In der serbischen Hauptstdt Belgrad wurde am Abend des Freispruchs das Kollektiv Zadruga Oktobar angegriffen. Sieben Neonazis mit Schlagstöcken stürmten das von Linken betriebene Kollektiv. Zum Zeitpunkt des Angriffs waren vier Personen in dem Raum. Die Neonazis zerstörten die Fensterscheiben und brachen einem der Anwesenden die Nase. Weil das Kollektiv recht versteckt liegt, handelte es sich wohl um einen geplanten Angriff. Ob die Neonazis damit den Freispruch Šešeljs feiern wollten, ist derzeit unklar.
Der Freispruch beinflusst auch die serbische Politik, in der Šešelj wieder aktiv ist. Die größte Partei, die Serbische Forschrittspartei (SNS), ist eine Abspaltung von Šešeljs rechtsextremer Serbischer Radikaler Partei (SRS). Sowohl der serbische Präsident Tomislav Nikolić als auch der Ministerpräsident Aleksandar Vučić sind politische Ziehsöhne des Ultranationalisten Šešelj. Allerdings haben sie sich inhaltlich von der SRS entfernt, verfolgen einen proeuropäischen Kurs und haben die großserbische Rhetorik ad acta gelegt. Šešelj wird nun zu einem politischen Problem für seine ehemaligen Ziehsöhne.

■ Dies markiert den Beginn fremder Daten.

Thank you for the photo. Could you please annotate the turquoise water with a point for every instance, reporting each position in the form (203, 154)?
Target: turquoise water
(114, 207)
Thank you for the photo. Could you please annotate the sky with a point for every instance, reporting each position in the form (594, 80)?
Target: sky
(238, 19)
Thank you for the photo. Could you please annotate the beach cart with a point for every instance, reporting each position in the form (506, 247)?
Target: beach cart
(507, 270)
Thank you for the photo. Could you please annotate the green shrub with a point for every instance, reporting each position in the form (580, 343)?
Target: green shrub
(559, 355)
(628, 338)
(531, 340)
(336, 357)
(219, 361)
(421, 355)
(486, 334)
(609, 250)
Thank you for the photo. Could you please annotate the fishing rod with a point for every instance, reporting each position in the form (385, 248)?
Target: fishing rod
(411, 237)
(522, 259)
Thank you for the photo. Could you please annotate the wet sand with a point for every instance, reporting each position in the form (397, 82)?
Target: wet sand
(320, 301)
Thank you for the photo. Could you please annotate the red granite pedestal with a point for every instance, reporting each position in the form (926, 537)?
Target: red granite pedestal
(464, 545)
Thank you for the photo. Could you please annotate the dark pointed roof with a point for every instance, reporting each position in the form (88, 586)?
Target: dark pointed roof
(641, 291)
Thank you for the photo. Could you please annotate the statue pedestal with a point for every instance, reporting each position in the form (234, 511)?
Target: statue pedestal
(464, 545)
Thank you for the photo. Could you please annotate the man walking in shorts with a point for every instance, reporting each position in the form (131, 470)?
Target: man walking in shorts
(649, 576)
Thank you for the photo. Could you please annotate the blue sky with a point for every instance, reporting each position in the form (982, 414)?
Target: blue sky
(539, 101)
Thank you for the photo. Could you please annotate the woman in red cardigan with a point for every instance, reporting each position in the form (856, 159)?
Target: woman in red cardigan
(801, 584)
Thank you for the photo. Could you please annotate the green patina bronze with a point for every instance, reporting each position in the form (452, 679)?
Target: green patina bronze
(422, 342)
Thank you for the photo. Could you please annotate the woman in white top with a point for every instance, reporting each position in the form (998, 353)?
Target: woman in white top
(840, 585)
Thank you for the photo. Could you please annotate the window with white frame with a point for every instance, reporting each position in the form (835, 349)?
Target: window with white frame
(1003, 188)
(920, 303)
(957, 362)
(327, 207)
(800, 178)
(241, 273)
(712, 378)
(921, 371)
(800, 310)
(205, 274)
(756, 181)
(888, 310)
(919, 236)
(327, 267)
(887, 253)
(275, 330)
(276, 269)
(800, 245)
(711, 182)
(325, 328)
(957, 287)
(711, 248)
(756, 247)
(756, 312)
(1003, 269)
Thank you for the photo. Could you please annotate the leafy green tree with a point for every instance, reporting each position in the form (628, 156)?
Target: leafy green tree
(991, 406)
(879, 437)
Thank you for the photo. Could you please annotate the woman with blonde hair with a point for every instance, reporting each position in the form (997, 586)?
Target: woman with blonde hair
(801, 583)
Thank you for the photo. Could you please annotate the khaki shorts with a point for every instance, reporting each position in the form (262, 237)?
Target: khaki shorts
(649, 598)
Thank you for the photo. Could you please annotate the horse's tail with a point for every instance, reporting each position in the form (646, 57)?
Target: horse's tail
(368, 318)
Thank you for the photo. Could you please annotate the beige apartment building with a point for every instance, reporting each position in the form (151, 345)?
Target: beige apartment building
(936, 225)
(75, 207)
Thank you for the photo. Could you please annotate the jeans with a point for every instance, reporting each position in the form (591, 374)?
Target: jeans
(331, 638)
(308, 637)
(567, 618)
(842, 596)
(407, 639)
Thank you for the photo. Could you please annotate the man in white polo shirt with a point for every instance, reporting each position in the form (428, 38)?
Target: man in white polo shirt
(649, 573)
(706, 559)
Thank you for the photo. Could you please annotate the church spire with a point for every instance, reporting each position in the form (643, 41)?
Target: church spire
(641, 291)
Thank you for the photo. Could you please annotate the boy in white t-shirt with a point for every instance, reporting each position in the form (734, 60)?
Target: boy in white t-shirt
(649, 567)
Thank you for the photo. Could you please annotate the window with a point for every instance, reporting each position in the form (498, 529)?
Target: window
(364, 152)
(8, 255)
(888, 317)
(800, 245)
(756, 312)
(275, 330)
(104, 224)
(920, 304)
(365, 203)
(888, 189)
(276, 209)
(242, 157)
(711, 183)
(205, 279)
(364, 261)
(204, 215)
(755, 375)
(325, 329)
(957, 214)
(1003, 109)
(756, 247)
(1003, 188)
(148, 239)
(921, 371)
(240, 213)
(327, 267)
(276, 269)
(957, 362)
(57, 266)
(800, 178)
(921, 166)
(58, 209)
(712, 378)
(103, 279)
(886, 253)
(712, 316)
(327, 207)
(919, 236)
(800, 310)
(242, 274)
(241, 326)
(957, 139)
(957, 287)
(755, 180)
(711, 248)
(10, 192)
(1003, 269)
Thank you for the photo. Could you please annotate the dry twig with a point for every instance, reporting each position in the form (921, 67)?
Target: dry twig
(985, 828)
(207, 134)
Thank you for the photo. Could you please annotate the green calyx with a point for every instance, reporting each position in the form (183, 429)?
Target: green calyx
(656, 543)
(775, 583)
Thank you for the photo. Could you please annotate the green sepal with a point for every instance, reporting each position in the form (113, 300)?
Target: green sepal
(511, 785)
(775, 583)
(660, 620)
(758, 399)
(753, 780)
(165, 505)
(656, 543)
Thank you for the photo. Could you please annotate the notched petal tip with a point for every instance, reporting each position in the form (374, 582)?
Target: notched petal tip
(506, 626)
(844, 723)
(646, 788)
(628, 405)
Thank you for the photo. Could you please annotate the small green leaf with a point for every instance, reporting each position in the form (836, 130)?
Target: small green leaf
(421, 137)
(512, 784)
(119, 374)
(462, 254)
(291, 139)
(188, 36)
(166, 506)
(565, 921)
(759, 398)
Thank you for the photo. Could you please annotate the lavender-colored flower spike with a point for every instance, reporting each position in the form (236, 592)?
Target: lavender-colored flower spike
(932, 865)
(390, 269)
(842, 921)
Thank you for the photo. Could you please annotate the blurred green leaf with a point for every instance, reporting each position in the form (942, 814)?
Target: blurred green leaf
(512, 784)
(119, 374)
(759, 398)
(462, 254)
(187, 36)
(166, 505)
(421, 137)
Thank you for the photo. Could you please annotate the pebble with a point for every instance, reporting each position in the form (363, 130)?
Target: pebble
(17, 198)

Es gibt in Serbien mehrere ultranationalistische und rechtsextreme Parteien, von denen derzeit dank der Fünf-Prozent-Hürde keine im Parlament sitzt. Der Freispruch beschert Šešelj nun ein enormes Mobilisierungspotential für die Parlamentswahlen am 24. April. Die SRS würde aktuellen Umfragen zufolge als drittstärkste Kraft ins Parlament einziehen und ihre großserbische Propaganda dort verbreiten. Niko­lić und Vučić können schlecht Wahlkampf gegen Šešelj betreiben, weil das ein negatives Licht auf ihre Vergangenheit werfen würde. Es gilt aber als unwahrscheinlich, dass sich Šešeljs rechtsextreme Partei in einer Regierungskoalition wiederfinden wird. Zu tief sind die Gräben zwischen dem Ultranationalisten und seinen politischen Ziehsöhnen.